A Brand Makeover in Order to Reflect the Company’s Strategic Shift
With a refocus of the company’s strategy, Eurofragance realized that it needed more than a facelift in order to fulfill the company’s vision. With the help of Summa, a brand and design agency with headquarters in Barcelona, Eurofragance undertook a holistic rebrand.
Following a year of work (and introspection), in June 2021, Eurofragance unveiled its new strategic direction, visual identity, and website.
Stéphanie Marze, Head of Global Marketing and Corporate Communication, Eurofragance, explains: “If our wish is to grow vertically, into new categories, and horizontally, in terms of our scope of influence, we must align our corporate messages to reflect this growth strategy. This has now been done; our communication reflects the company’s objectives and vision.”
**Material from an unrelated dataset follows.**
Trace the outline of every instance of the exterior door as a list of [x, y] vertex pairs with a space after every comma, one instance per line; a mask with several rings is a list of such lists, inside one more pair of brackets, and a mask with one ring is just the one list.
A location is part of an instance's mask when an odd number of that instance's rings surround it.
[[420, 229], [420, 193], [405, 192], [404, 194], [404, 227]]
A Desire to Positively Surprise Customers
Laurent Mercier, Chief Executive Officer at Eurofragance, is well aware of the challenge of balancing continued growth while maintaining customer intimacy. He says: “Our experience and know-how combined with a `healthy appetite’ allow us to quickly scale up our fragrance creation and manufacturing model in new markets. In so doing, it is paramount we continue to nurture our partners and reward them for their loyalty.
“We now have the capabilities, network, palette and talent of our larger competitors — we are well poised for growth.”